The rally is now well into the band of overhead supply that I have been discussing between 103.60/106.80 with a resumption of a strong bull candle, and the bulls nill now begin to have realistic hopes of doing some real damage to the bearish outlook. Incredibly the key reaction high at 106.80 is now a real possibility for being tested. The momentum indicators continue to unwind with the Stochastics pulling higher and an uptick on the MACD lines. However this is now the real test of the recovery that we have seen this week. A move that has been over 600 pips in five days is strong but can it be sustained without profit-taking as it is a move against the bigger trend. The RSI is still below 60 and the MACD lines below neutral. I am still of the belief that this rally will be seen as a chance to sell. The hourly chart shows initial support is 105.00 with 103.90 now key.
The near term corrective move in gold is seemingly bringing the price back towards the old key breakout level at $1306. There was a degree of volatility in the wake of the Bank of England holding off from a rate cut which dragged the price lower and although there was an intraday bounce into the close, there is still a little downside pressure today.
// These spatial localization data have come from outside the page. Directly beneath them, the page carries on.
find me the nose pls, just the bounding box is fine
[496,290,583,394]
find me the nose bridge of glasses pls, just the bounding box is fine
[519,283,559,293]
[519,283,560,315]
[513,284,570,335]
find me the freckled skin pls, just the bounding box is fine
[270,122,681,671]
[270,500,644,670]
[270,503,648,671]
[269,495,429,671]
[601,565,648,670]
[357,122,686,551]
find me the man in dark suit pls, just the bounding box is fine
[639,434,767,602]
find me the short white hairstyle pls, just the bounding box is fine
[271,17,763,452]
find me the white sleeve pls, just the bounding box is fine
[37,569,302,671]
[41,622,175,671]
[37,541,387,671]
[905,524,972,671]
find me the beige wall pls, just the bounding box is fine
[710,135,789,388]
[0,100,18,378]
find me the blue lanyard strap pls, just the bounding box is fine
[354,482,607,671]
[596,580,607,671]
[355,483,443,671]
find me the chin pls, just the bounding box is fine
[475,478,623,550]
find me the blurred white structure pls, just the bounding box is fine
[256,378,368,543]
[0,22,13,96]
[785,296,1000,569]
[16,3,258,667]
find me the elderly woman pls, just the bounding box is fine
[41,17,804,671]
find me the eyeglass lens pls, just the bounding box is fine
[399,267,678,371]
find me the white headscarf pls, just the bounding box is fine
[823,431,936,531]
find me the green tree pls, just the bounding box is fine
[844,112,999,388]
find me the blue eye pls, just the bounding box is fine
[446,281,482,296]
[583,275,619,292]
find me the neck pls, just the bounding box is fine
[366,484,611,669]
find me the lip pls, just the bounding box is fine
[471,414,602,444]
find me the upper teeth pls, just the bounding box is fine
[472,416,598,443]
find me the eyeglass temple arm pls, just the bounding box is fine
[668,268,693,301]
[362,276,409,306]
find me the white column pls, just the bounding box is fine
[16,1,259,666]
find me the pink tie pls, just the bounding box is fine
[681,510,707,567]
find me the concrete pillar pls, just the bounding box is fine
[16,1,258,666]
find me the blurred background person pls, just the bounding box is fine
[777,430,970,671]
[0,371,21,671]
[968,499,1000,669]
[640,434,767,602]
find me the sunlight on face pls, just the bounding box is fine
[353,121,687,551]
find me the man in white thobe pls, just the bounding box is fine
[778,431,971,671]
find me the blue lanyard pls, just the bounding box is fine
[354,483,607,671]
I am still of the view that a correction will turn out to be a great medium/longer term buying opportunity, but for now the correction is still in play. Initial support is $1319.80 before $1312.50. The previous band of support around $1335 is now a basis of near term resistance today, with $1345.50 adding to the overhead pressure.
The outlook remains negative as the recovery candle from Tuesday was all but undone by a resumption of the selling pressure on Wednesday. The bear may now be entirely in control but there is still a sense that rallies will be seen as a chance to sell and the latest move has left resistance at $46.93. The momentum indicators continue to hold on to a corrective outlook with the Stochastics bearishly configured along with the MACD lines which recently turned negative. Looking at the hourly chart, it is interesting to see the old neckline around $45.83 again playing a role as a basis of resistance. The medium term outlook will remain negative whilst the series of key lower highs continues, with $48.25 and subsequently the downtrend currently around $48.75.